In the area of leadership, women write about women's leadership, but most general books are written by men. There are a few exceptions, Margaret Wheatley, for instance. In the Christian world it's the same, nearly all books are written by men, and some of those by women, especially by US authors, are not only about women leaders, but about women leading 'women's ministry' ie ministry to women only!

A few notable exceptions - Christian books by women on subjects other than pastoral care, children and family life, biography, or the usual 'women's' subjects: Sally Morgenthaler, Worship Evangelism; two titles in the 'mission-shaped' series: Mission-shaped and Rural by Sally Gaze, and Mission-shaped Spirituality: the transforming power of mission, by Sue Hope.
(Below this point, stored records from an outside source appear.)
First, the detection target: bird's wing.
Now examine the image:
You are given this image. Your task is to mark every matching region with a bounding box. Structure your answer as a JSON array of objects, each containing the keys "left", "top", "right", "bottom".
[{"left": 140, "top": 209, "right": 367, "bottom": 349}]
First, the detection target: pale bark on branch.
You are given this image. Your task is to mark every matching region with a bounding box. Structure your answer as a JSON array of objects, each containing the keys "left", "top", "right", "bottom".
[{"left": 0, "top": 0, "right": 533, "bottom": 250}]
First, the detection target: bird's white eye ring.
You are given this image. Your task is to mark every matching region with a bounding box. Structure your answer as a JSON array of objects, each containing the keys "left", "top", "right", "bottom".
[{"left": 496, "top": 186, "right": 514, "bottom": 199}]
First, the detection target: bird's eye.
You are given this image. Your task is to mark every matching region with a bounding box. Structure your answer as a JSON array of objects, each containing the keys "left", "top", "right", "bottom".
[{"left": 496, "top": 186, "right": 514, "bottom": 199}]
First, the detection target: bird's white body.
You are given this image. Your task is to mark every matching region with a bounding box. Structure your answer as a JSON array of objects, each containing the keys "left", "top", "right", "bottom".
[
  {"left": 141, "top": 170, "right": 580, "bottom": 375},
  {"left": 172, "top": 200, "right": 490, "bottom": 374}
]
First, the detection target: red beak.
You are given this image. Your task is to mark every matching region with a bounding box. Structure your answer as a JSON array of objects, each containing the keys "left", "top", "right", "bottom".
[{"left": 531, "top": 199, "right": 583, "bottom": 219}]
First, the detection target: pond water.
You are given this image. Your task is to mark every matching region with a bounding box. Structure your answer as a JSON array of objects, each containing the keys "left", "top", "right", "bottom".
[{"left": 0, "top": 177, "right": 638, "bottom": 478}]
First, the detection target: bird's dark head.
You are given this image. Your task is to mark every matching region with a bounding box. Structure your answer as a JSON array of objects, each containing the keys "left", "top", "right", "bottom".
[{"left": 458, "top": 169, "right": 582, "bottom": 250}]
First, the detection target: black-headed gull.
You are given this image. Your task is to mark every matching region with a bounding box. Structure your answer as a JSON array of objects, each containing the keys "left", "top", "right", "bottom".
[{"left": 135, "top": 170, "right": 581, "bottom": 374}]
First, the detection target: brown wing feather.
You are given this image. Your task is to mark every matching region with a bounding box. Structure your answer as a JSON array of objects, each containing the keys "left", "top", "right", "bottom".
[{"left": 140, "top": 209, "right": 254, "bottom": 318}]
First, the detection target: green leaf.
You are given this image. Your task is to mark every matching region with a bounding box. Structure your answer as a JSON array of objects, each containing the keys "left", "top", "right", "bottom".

I'd love to hear of more titles...

And finally, on the subject of biblical equality, there are some books by women. I even discovered my own (first) book on a page of books and links on the MWG website - click here to find it.

Monday, 2 June 2008

Florence Nightingale


What a fascinating TV programme last night about Florence Nightingale!

I had been working away all weekend and missed the beginning of the programme, but was fascinated to see a glimpse of how Florence's faith helped to motivate her compassion, and informed her grief over the mistakes she made.

There's an interesting discussion on some of the controversy raised by the programme on the Times Online (click here for a link).

For myself I have always warmed to someone who yearned to devote herself to serving God, but could find no place within the church for her gifts, and wrote these words about the Church of England:

'I would have given her my head, my hand, my heart. She would not have them. She did not know what to do with them. She told me to go back and do crochet in my mother's drawing room, or, if I were tired of that, to marry, and look well at my husband's table.'

Of course, if she had become a deaconess, hospitals might not have been transformed in the way they were, but it was still a tragedy that an intelligent and capable women had to work by using her position, intrigue and subterfuge.

Having just returned from a vocations conference, I was fascinated to be reminded of this remarkable woman, a women who was determined to follow the call of God.